How to draw on top of the right-click menu in .NET/C#?


I'm developing an assistive technology application (in C#) that overlays information on top of the currently open window. It detects clickable elements, and labels them.

To do this, I'm currently creating a borderless, transparent window with TopMost set to "true", and drawing the labels on that. This means there is always a window hovering in front of the current application, on which I can draw the labels.

The problem is, this window doesn't cover the right-click menu - only other windows. When the user right-clicks, the context menu is drawn above the overlay.

I need to be able to label elements in the right-click menu, but I can't draw on top of it with the current implementation. Does anybody know of a solution?

Edit: This is the relevant code for drawing the overlay. I've set the form options in the form designer, not in the code explicity, so I'm not sure how much it will help.
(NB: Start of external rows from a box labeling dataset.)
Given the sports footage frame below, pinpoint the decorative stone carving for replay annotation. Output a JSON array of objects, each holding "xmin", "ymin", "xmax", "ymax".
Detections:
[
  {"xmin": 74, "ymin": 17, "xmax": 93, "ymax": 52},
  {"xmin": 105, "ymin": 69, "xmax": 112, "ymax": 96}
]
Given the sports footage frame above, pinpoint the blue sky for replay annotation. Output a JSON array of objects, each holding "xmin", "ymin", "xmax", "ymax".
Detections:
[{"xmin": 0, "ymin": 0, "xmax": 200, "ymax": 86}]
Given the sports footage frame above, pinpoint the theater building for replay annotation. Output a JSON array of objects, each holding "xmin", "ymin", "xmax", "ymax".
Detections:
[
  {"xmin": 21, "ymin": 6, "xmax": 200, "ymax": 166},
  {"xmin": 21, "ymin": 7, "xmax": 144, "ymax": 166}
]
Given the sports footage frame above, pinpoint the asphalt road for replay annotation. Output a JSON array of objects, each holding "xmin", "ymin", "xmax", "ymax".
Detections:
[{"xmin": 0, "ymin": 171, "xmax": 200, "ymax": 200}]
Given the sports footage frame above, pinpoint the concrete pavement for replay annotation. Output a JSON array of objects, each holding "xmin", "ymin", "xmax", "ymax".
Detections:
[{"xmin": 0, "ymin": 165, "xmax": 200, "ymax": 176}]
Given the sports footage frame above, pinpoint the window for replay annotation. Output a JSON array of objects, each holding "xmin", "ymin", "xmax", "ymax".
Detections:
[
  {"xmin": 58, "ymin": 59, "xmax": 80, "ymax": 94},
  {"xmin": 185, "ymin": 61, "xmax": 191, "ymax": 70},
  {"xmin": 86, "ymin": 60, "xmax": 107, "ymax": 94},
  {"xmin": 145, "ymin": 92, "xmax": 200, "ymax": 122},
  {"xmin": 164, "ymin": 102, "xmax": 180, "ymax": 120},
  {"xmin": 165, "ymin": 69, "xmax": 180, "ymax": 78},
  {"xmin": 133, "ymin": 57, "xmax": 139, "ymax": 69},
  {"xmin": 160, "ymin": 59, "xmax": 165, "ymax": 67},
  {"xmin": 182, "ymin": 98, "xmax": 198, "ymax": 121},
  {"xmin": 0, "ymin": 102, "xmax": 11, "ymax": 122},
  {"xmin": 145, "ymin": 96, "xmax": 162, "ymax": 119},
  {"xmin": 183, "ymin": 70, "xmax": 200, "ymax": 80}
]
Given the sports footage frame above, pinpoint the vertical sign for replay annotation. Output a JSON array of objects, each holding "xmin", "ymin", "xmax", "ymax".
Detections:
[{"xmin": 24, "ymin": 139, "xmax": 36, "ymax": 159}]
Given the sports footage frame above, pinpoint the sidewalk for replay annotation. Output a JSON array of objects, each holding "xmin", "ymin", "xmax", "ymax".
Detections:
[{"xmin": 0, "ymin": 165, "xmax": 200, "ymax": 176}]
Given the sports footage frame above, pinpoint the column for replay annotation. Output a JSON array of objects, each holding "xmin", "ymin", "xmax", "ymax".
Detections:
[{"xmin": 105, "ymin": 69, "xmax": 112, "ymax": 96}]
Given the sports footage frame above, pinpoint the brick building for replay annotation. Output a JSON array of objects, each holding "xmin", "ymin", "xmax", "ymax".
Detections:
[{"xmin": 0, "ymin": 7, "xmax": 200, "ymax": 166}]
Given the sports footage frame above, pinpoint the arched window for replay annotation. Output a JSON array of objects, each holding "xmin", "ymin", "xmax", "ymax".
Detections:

I've removed the code not related to drawing, or the form itself:

public partial class OverlayForm : Form
{
    public OverlayForm()
    {

    }

    protected override void OnPaint(PaintEventArgs eventArgs)
    {
        base.OnPaint(eventArgs);
        Graphics graphics = eventArgs.Graphics;
        Brush brush = new SolidBrush(this.labelColor);
        foreach (ClickableElement element in this.elements)
        {
            Region currentRegion = element.region;
            graphics.FillRegion(brush, currentRegion);
        }
    }    
}

Solution

  • I've found a bit of a hack solution.

    By periodically bringing the overlay window to the front, I can bring it to the top of the Z-order where it covers the right-click menu. It's not perfect, but it does work. This is the core concept, with multithreading stripped out:

    public class OverlayManager
    {
        OverlayForm overlay;
    
        public OverlayManager() 
        {
            this.overlay = new OverlayForm();
            this.overlay.Show();
            this.RepeatedlyBringToFront();
        }
    
        private void RepeatedlyBringToFront()
        {
            while (true)
            {
                this.overlay.BringToFront();
                Thread.Sleep(50);
            }
        }
    }
    

    (This assumes "OverlayForm" is a form with the relevant flags set in the form designer - i.e. "Always on Top," "Transparency Key," "Borderless," "Maximised," etc.)

    I've only tested this on Windows 8.1. I don't know if the Z-order behaves this way on other versions.